Read the prologue to my Thursday, "Tird's Day" posts here.
Tird's Day: The Lie
After arriving home from our trip to the pet shop, the wheels in my roommate’s head started to spin. I think I could even see the smoke from the burning gears. While I can’t recall the exact conversation, now some 15 years ago, I remember my roommate’s repeated pleas of something along the line of, “Let me get you that cat, I feel bad that you left behind your ferret”. I’m sure I jumped on a soapbox about how some lame cat could never replace my Rugrat, but sooner rather than later, somewhere between the cat’s charm and my roommate’s guilt, I agreed that I actually liked and wanted the cat. But how?

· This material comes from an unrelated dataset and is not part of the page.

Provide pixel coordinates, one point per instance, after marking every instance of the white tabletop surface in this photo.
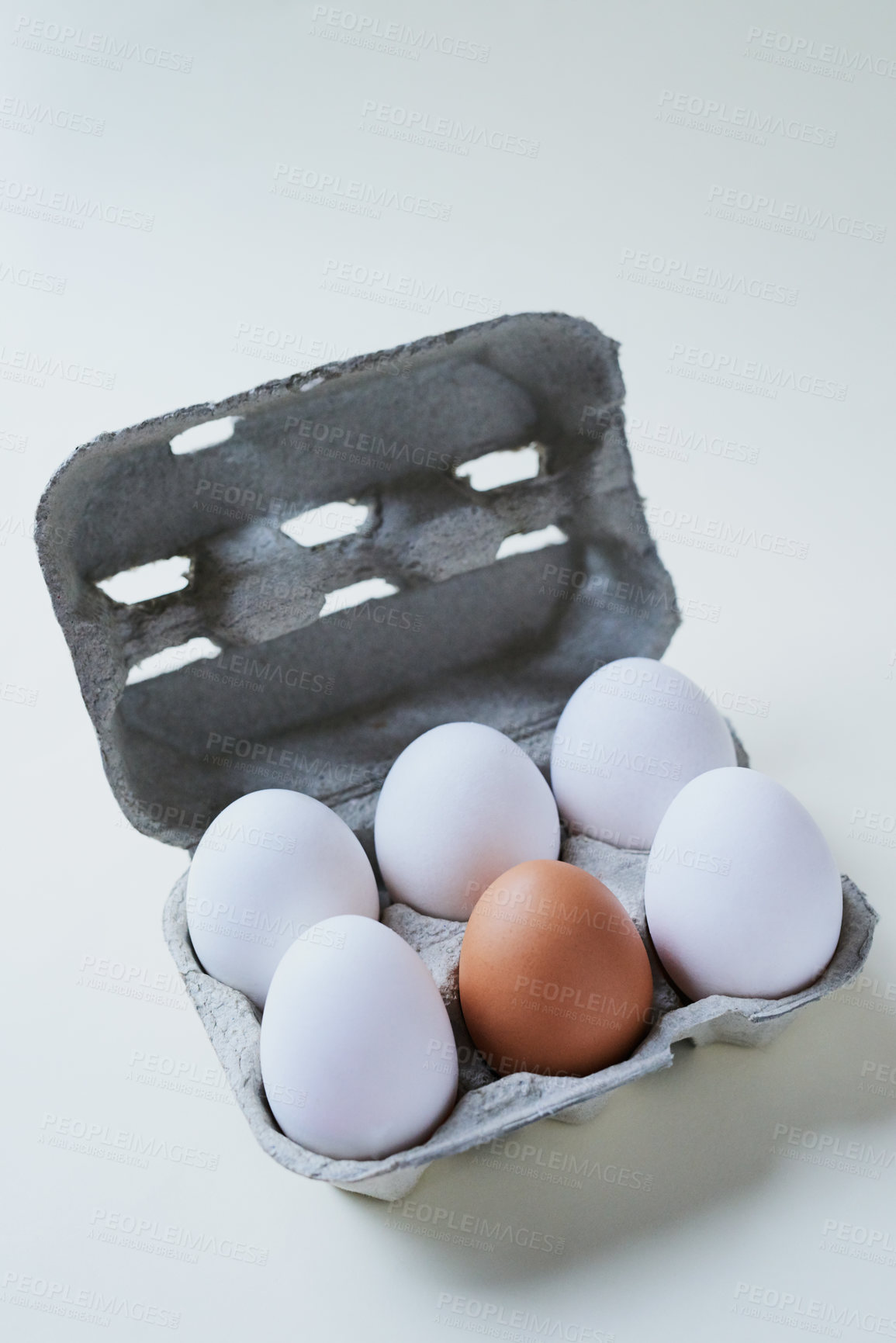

The apartment complex had a weird renting policy which stated that any cat you initially moved in with could stay with you, but if you wanted to add a cat later it was against the rules. Cowboy would be a late, and illegal, addition at this point as he was not included in the details of the initial lease signing. And then the roommate shifted those gears in her brain into "high".
My Aunt had two cats. But what if she magically had three? What if that third cat was just too much for her to handle and she needed to find it a home? I mean, after all, she raised it from a kitten and it was super-well behaved! Mr. Landlord, can't you help us and this poor, soon to be homeless cat out and allow us to take him in?